J5 – En vol pour Qaanaaq

L’un après l’autre les moteurs sont allumés. Dans un vacarme assourdissant, les hélices tournent de plus en plus vite, puis le pilote lâche les freins. L’avion part comme une fusée, on est écrasé dans son siège. La piste de décollage d’Ilulissat ne fait que huit cent mètres de long: le pilote n’a pas le droit à l’erreur. On lance un dernier regard furtif sur les icebergs dispersés dans la baie. Enfin les vibrations diminuent, on commence à pouvoir discuter en haussant la voix.

Toutes les caisses de matériel indispensable au succès de l’expédition sont à la soute : les tentes, crampons et piolets, le réchaud à gaz et les quatre kilos de chocolat. Nos sacs à dos sont pleins d’huile d’olive et de beurre. On prend un café, on fait une sieste, on discute avec son voisin ou on reste le nez collé à la vitre.

Pendant presque deux heures nous longeons la côte ouest du Groenland, un monde de glace et de roc où l’on a souvent du mal à discerner la ligne de côte, la limite entre les glaces de terre et les glaces de mer. Les grands glaciers côtiers se succèdent les uns après les autres.

Depuis le début du siècle ils se sont amincis et retirés de plusieurs kilomètres. La perte de volume est telle qu’elle modifie le champ de gravité terrestre. On enregistre les changements dans les trajectoires des satellites. Mais cette région sensible aux changements climatiques est aussi très difficile d’accès.

Pendant tout le trajet, la porte du cockpit reste ouverte. Petite précaution tout de même: depuis 2001, les fusils sont interdits en cabine.

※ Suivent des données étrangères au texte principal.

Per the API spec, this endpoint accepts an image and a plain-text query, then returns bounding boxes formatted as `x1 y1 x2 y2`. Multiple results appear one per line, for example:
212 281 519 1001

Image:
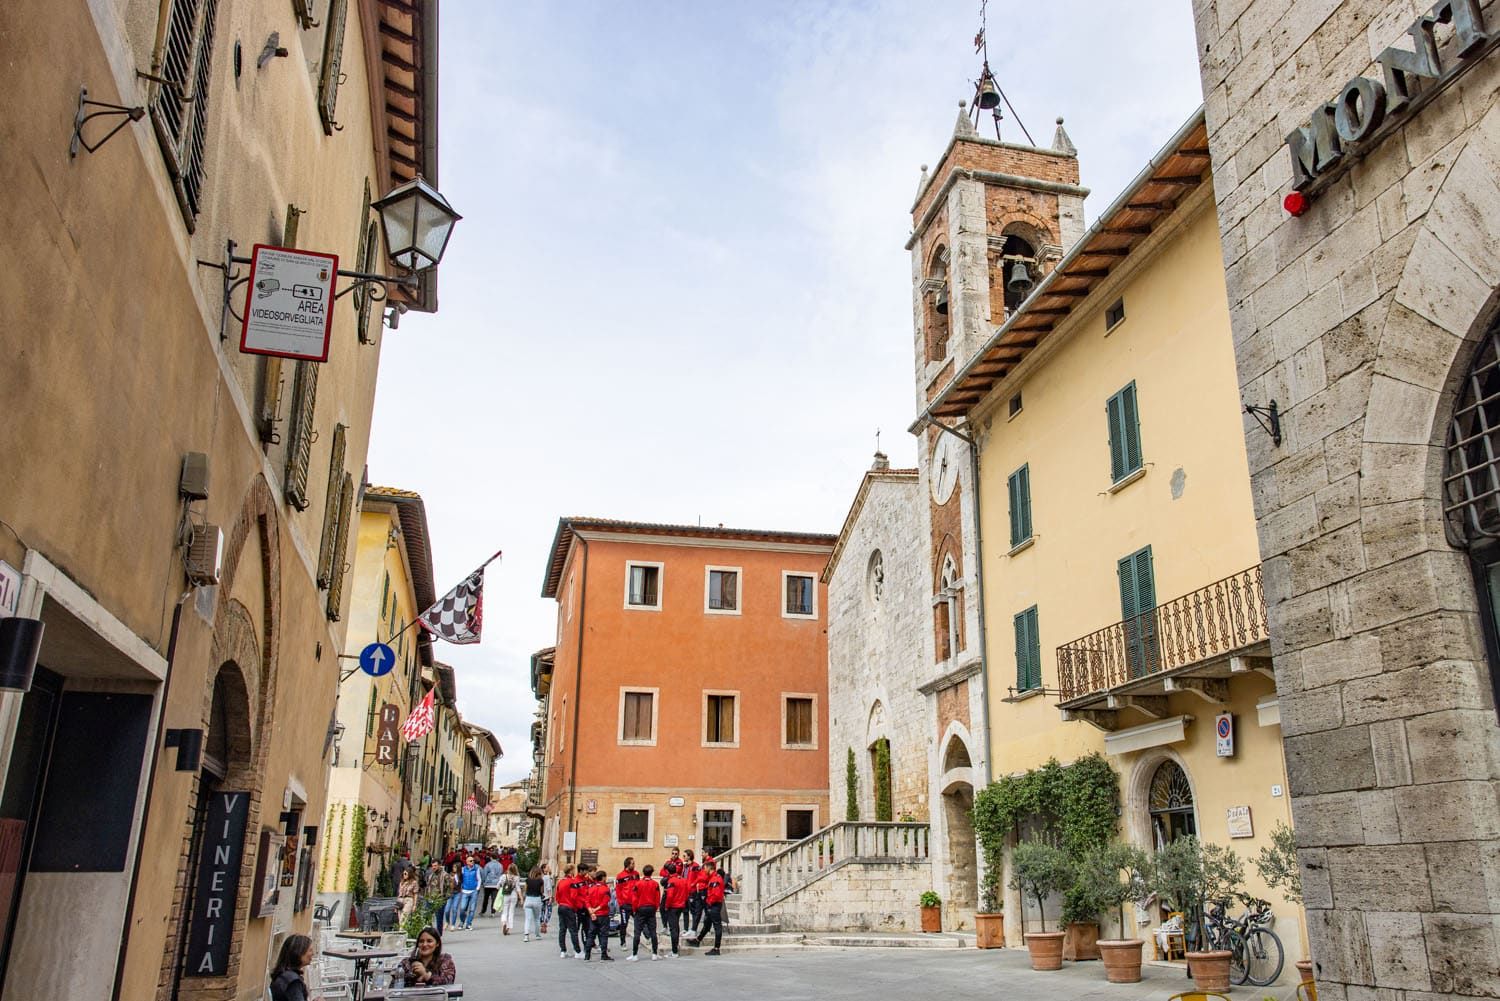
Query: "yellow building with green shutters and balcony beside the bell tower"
926 114 1302 975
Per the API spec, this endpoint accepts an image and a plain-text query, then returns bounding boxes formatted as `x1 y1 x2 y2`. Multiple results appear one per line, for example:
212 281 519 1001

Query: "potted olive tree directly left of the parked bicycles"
1152 836 1245 990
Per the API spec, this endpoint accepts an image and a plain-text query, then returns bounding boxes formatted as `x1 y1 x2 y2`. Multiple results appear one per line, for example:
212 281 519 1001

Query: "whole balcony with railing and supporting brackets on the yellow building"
1058 564 1274 729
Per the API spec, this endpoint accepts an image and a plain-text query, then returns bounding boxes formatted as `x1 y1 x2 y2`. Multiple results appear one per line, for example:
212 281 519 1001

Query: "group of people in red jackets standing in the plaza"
555 848 728 962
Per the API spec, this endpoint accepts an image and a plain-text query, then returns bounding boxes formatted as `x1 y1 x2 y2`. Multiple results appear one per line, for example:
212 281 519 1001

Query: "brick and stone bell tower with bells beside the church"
906 99 1089 912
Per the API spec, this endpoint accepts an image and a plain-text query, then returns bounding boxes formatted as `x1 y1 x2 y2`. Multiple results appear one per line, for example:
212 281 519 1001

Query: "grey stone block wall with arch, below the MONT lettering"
1194 0 1500 1001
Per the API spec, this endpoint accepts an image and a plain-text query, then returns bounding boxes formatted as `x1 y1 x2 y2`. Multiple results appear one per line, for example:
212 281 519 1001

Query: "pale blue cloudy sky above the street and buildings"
369 0 1202 785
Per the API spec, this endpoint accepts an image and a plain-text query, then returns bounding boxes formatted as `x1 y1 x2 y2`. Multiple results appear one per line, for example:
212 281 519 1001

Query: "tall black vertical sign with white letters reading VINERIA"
183 791 251 977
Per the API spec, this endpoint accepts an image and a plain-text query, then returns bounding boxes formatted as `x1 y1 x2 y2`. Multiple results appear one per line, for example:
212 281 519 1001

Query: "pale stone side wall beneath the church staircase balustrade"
764 861 933 932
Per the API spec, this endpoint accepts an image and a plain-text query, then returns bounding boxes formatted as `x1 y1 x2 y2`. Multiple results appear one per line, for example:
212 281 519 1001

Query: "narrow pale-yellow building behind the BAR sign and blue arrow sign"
318 486 434 914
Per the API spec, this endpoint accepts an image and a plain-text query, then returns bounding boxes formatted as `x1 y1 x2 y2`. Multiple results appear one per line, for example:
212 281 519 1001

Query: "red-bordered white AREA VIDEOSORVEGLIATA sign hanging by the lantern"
240 243 339 362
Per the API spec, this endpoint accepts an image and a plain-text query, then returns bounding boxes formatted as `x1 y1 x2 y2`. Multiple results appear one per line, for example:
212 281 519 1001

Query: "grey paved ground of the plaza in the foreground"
444 917 1230 1001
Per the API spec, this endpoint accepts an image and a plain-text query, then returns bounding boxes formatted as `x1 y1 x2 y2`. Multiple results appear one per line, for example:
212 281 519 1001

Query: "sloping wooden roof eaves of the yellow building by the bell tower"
909 105 1206 434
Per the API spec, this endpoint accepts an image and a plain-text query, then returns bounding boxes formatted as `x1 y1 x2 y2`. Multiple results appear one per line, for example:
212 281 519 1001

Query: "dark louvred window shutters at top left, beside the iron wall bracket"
152 0 219 225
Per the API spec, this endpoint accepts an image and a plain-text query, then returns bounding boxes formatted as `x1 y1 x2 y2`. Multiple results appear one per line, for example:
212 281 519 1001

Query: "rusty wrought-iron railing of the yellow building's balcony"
1058 563 1271 704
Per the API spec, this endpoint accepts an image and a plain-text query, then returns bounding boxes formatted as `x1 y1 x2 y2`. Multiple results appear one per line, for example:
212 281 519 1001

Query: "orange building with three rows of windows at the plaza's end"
539 518 834 870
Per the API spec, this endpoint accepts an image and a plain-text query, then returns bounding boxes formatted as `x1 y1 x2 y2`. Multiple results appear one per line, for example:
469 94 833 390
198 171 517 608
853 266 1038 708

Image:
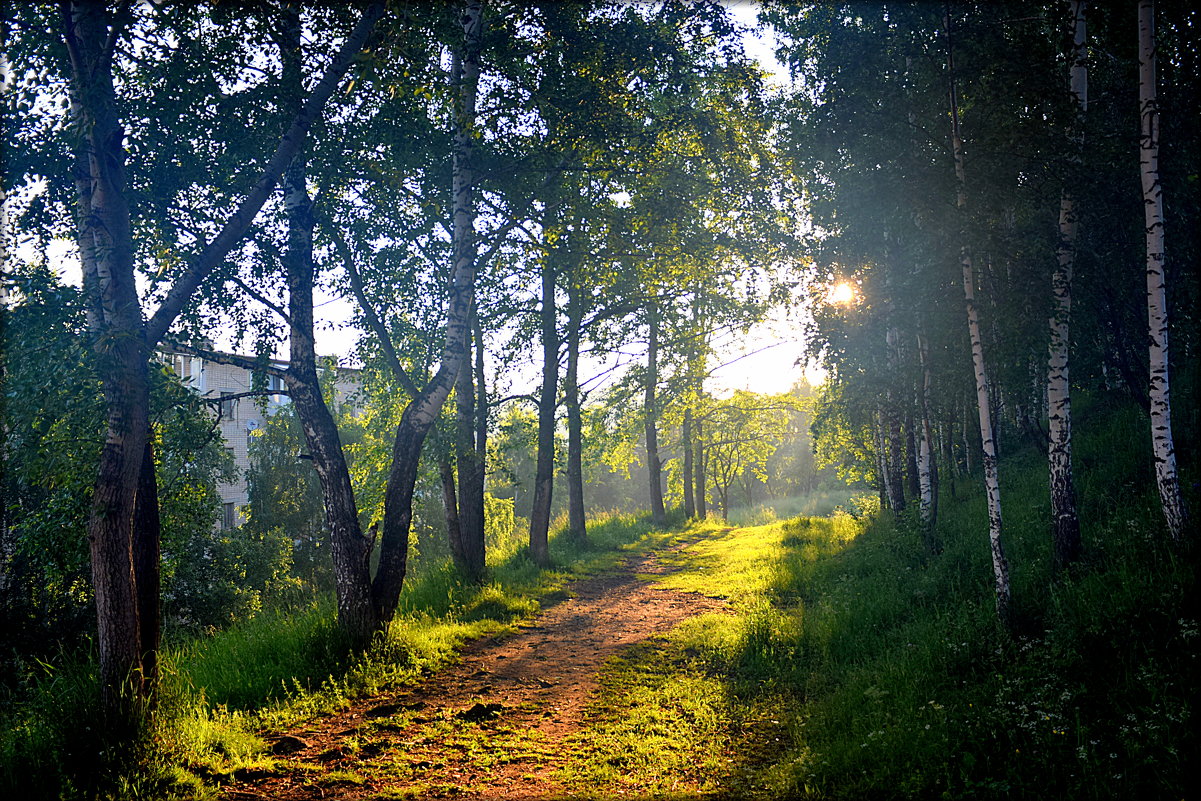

Nous arrivons au nord de la mer de Baffin, là où les terres du Groenland côtoient celles de l’Arctique canadien. L’avion amorce sa descente dans la baie d’Inglefield, un fjord de cent kilomètres de long qui s’enfonce dans les terres du nord-ouest.

En ce début de juillet, le fjord est encore couvert de glace, la banquise commence à peine à se fracturer. Le train d’atterrissage est sorti. Nous découvrons un paysage morne, sans végétation, qui n’a pas grand chose à voir avec celui d’Ilulissat. Ici, l’atterrissage se fait à vue et, en cas de brouillard, l’avion fait demi-tour.

L’aéroport de Qaanaaq est construit sur du pergélisol. Mi-roche, mi-glace, le talus s’affaisse chaque été quand les températures passent dans le positif. La piste est aplatie tous les ans, un travail de maintenance considérable pour le village de 600 habitants. Mais outre les trois mois de l’année pendant lesquels le fjord n’est pas recouvert de glace, cet aéroport est le seul lien entre Qaanaaq et le reste du monde.